414. The Power and the Glory

The Power and the Glory
Graham Greene
1940
Around 225 pages



















I love me some Graham Greene, even though I do think he is overrepresented on this List. We still haven't hit peak Greene, and I wouldn't say this was a must read unless you are a fellow GG head. I still haven't landed on a fandom name by the way.

Authors sure enjoy having unnamed first characters. I guess it's a way of knocking down the walls between the reader and our protagonist. Or maybe these characters are all demons and saying their name out loud would cause their heads to explode. In any case, our unnamed main character is an alcoholic priest living in Mexico, during a time where Catholicism and alcohol were illegal. 
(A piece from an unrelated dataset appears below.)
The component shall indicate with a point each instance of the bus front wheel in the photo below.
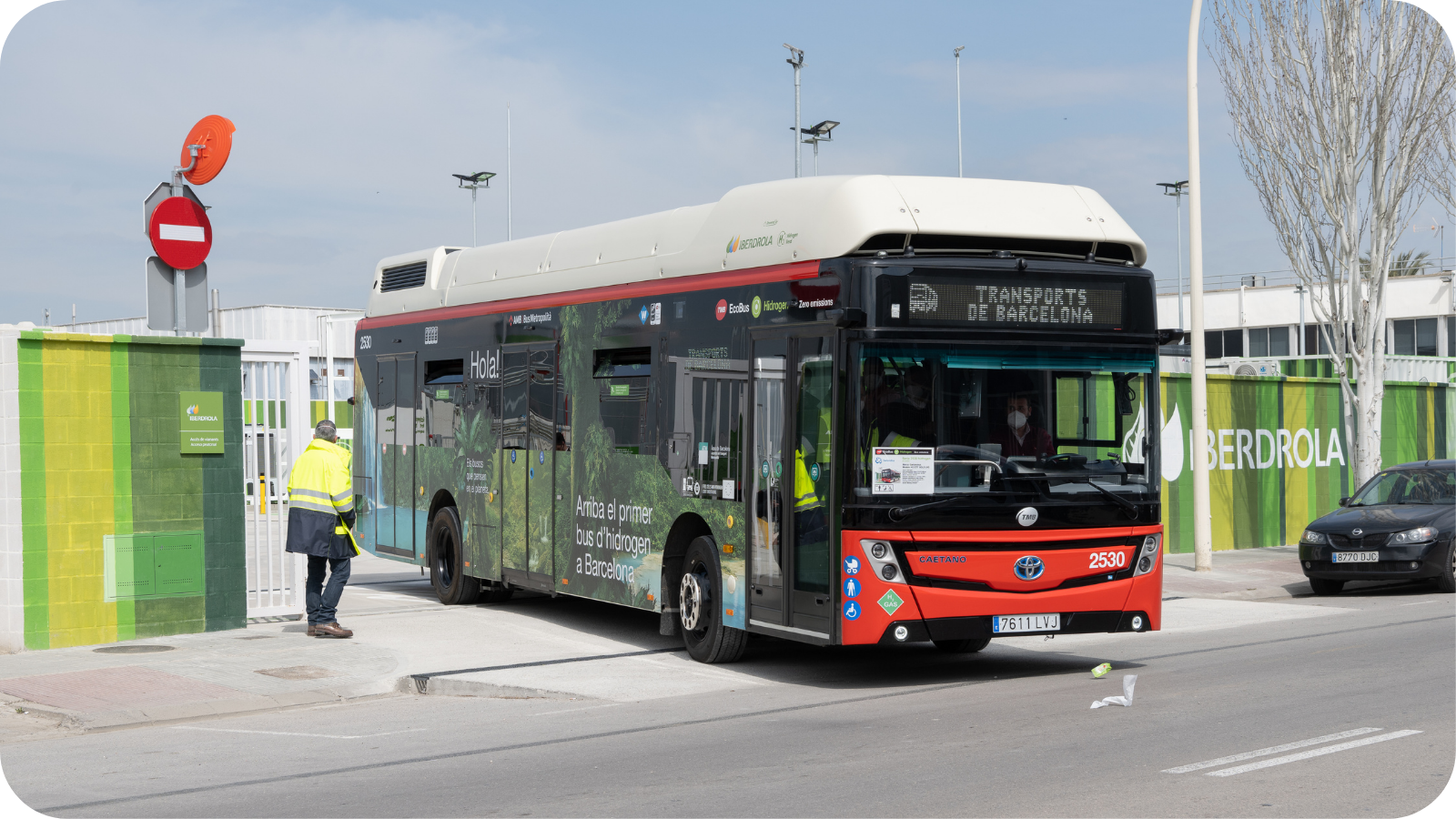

Like Tomas Garrido Canabal, I believe that the Catholic Church is evil and that women should have the right to vote. Obviously, I don't sanction any violence. But as far as tyrannical regimes go, this one had its perks. Graham Greene wrote about his experiences of witnessing religious persecution in Mexico, writing "That, I think, was the day I began to hate the Mexicans" and at another point wrote about his "growing depression, almost pathological hatred...for Mexico." Strangely, these sentiments aren't really present in the novel, and I was surprised to read that he felt this way. Well, it's not the first time I've been gobsmacked by an author's real opinions (why Jo, why?).

As a writer he is still finding his way, but because it's Greene, we can expect better in the future.

RATING: ***--

Interesting Facts:

In 2005, it was chosen by TIME magazine as one of the hundred best English-language novels since 1923.

In 1983, Greene said that he first started to become a Christian in Tabasco, where the fidelity of the peasants "assumed such proportions that I couldn't help being profoundly moved."

The title is refers to the doxology often recited at the end of the Lord's Prayer: "For thine is the kingdom, the power, and the glory, forever and ever, amen."